Common sense wins battle shock. Good for Singh and good for Laws.

10/14/2009 12:28:00 PM  
OpenID splinteredsunrise said...

IANAL either (my ex is, but she specialises in personal injury not libel) but I think Phil is basically correct here with the emphasis on bogus as the key point.

Two things come to mind. One, which might not be comfortable for Nick, is ITN vs Living Marxism[1], in which the judge ruled that whether the ITN report was misleading was beside the point - LM had to prove that it was deliberately misleading. Eady could quite easily cite that as a precedent.

Secondly, I think fair comment should certainly be broad enough to include the use of "bogus", but there's obviously a spectrum here.

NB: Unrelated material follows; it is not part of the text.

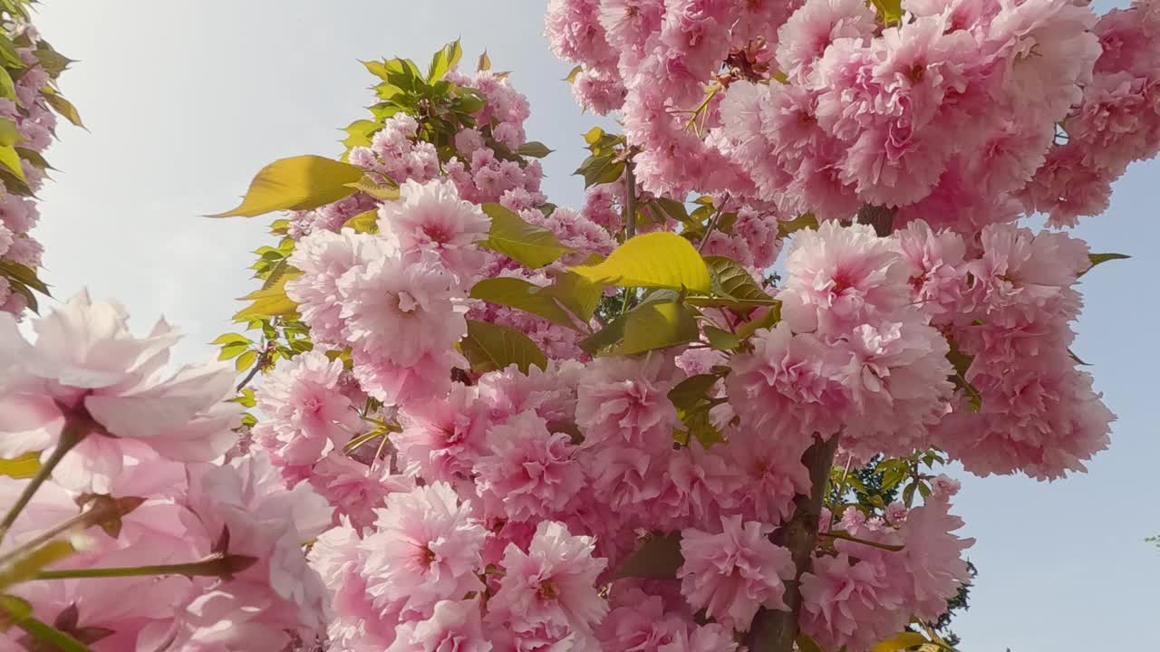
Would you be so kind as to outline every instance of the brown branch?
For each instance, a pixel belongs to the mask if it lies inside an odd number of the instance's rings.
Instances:
[[[894,227],[894,209],[865,204],[858,210],[857,222],[873,226],[875,232],[885,238]],[[812,567],[813,550],[818,545],[818,521],[821,519],[822,498],[838,440],[838,434],[825,442],[814,437],[813,445],[802,456],[802,464],[810,471],[810,495],[799,494],[793,499],[793,516],[773,536],[774,543],[789,549],[796,567],[795,579],[785,582],[784,601],[789,610],[757,611],[745,640],[751,652],[793,652],[802,611],[802,575]]]
[[[795,579],[785,582],[785,606],[789,611],[761,609],[753,618],[746,646],[752,652],[792,652],[802,610],[802,574],[810,572],[813,549],[818,545],[818,522],[821,499],[826,492],[829,468],[838,450],[839,435],[828,441],[814,439],[802,463],[810,471],[810,495],[793,499],[793,516],[774,533],[774,543],[788,548],[797,568]]]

If you write that a fellow journalist's book is full of things that are not only untrue, but that he knew to be untrue, I'm not sure Laws would smile on that.

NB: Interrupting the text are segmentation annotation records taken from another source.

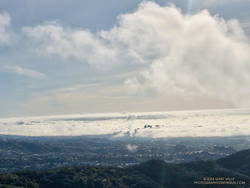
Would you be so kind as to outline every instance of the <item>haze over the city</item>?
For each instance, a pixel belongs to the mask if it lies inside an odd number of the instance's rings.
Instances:
[[[250,107],[249,0],[0,7],[0,117]]]

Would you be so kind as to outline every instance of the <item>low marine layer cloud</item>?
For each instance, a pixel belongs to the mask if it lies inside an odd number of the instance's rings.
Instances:
[[[175,6],[142,3],[108,31],[44,24],[23,29],[41,54],[77,59],[98,69],[140,65],[125,80],[132,94],[221,98],[250,93],[249,39],[237,20],[207,10],[186,15]]]

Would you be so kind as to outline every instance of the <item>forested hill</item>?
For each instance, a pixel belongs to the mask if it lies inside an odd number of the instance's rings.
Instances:
[[[249,159],[250,150],[245,150],[217,161],[151,160],[128,168],[84,166],[1,174],[0,182],[1,187],[19,188],[249,188]]]

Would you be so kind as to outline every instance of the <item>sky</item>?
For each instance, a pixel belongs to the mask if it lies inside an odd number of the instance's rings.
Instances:
[[[0,0],[0,117],[250,107],[249,0]]]

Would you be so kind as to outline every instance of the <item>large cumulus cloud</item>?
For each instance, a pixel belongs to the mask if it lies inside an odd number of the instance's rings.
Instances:
[[[222,98],[250,93],[250,45],[237,20],[207,10],[186,15],[174,6],[142,3],[108,31],[44,24],[24,28],[40,52],[97,68],[140,65],[125,80],[133,94]]]

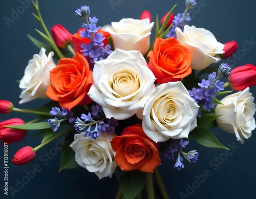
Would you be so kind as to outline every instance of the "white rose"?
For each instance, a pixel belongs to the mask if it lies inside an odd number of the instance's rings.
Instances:
[[[197,127],[199,106],[180,81],[157,86],[145,104],[142,128],[156,142],[187,138]]]
[[[218,104],[215,114],[222,115],[216,119],[218,125],[223,130],[236,135],[238,141],[244,143],[244,138],[251,136],[256,127],[254,97],[249,87],[243,91],[229,95],[222,99],[223,104]]]
[[[46,49],[42,48],[39,54],[34,54],[33,59],[29,61],[19,83],[19,87],[22,89],[20,104],[36,98],[48,98],[45,93],[51,83],[49,72],[56,67],[52,59],[54,54],[51,52],[46,55]]]
[[[124,120],[148,99],[156,79],[139,51],[116,49],[106,59],[95,61],[93,83],[88,95],[100,104],[107,118]]]
[[[150,19],[123,18],[119,22],[112,22],[112,28],[106,28],[113,39],[114,48],[126,51],[139,50],[145,55],[150,48],[150,35],[154,26]]]
[[[183,32],[179,28],[176,28],[175,32],[178,40],[192,53],[192,69],[202,70],[212,63],[217,62],[220,58],[214,57],[224,53],[224,45],[204,28],[185,25]]]
[[[75,140],[70,145],[75,152],[76,162],[89,171],[95,173],[100,179],[111,178],[117,164],[115,161],[116,152],[110,141],[116,135],[104,134],[95,139],[85,138],[85,133],[75,135]]]

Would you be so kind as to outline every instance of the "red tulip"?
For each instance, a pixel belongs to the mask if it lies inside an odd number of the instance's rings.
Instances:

Somewhat OT, but there is a surprising lack of Decency in the latest Private Eye, and I didn't spot anything on libel tourism (there may be something in the back that has escaped me). I can't see a Ratbiter, and Street of Shame is back to sniggering about Bryony Gordon's tits, as if Telegraph readers didn't get enough of them in Bryony's column.

[1] Lest I encur the Wrath of Marko, I am specifically referring here to the legal aspect of the LM case, and nothing herein should be taken as indicating agreement with anything ever published in LM.

10/14/2009 09:55:00 PM  
Anonymous organic cheeseboard said...

there's obviously a spectrum here. If you write that a fellow journalist's book is full of things that are not only untrue, but that he knew to be untrue, I'm not sure Laws would smile on that.

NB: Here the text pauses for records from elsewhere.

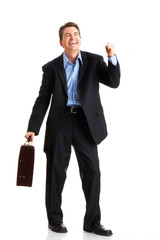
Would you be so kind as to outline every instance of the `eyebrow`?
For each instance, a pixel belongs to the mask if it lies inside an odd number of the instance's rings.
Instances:
[[[77,31],[77,32],[74,32],[74,34],[75,34],[75,33],[77,34],[77,33],[78,33],[78,31]],[[70,35],[70,33],[66,33],[64,36],[66,36],[66,35],[68,35],[68,34]]]

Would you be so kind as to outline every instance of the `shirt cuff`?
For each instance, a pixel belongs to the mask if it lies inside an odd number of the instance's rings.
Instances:
[[[117,64],[118,64],[117,55],[114,55],[113,57],[108,57],[108,60],[109,60],[114,66],[117,66]]]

I'm also pretty sure that it would count as defamation in the US, and it's fairly clearly motivated by malice, though as with the others, IANAL.

I'm all for reforming the libel laws, and I'm all for the exposure of the excesses of the courts, but I just can't take Cohen (or indeed David Toube) seriously as a campaigner on the issue, since even under the current setup he's so often cavalier with the facts and so much of what he does seems to be motivated by malice. The Davies is a case in point - and as for proving that HP Sauce are motivated by malice... not sure how difficult that'd be either. And although I still subscribe, and although I think that Cohen's libel stuff reads easier when anonymously printed therein, it's not like you couldn't demonstrate that Private Eye is motivated by vendettas in some of the stuff it publishes.

I can't help thinking that Nick is attracted to these cases not by the issues but rather the libel - that was fairly clearly the case with the piece on mathematicians and libel - and that's a bit of a worry.

oh and:

'fair comment' can't extend to stating that Comfy-Spine Chiropractics of 11 Station Approach, Bromley are making money by deception

I think that Cohen believes that fair comment should extend to that.

10/15/2009 07:54:00 AM  
Anonymous organic cheeseboard said...

btw on aaro watching:

http://www.commentawards.com/Awards/2009-Winners-1

beaten to the 'poison pen' by Littlejohn, and the 'commentariat' by Martin Wolf. Though the Times won the best comment pages award.

10/15/2009 08:17:00 AM  
Anonymous Anonymous said...

Random silly suggestion:

Why not put the entire content of the post in your rss feed? Having to hop into the site in order to read it is a bit of an annoyance.

10/15/2009 05:42:00 PM  
Blogger Robin said...

By "moot", do you mean "of no legal significance", or "worth debating"?

10/16/2009 02:58:00 PM  
OpenID splinteredsunrise said...

Actually, I tell a lie. A closer examination of the current Eye reveals a Ratbiter on page 29. It's about court secrecy vis-a-vis the new Supreme Court, and apart from gathering that Nick is agin court secrecy, it's not very illuminating. Not least because he's back to his old trick of running together three totally separate cases and claiming a significant pattern, which might be seen as conspiratorial thinking.

I share OC's worry about Nick on libel. I do have the view that he and Toube, and several of their mates, have such a wide view of fair comment as to effectively be demanding the right to libel whomsoever they choose.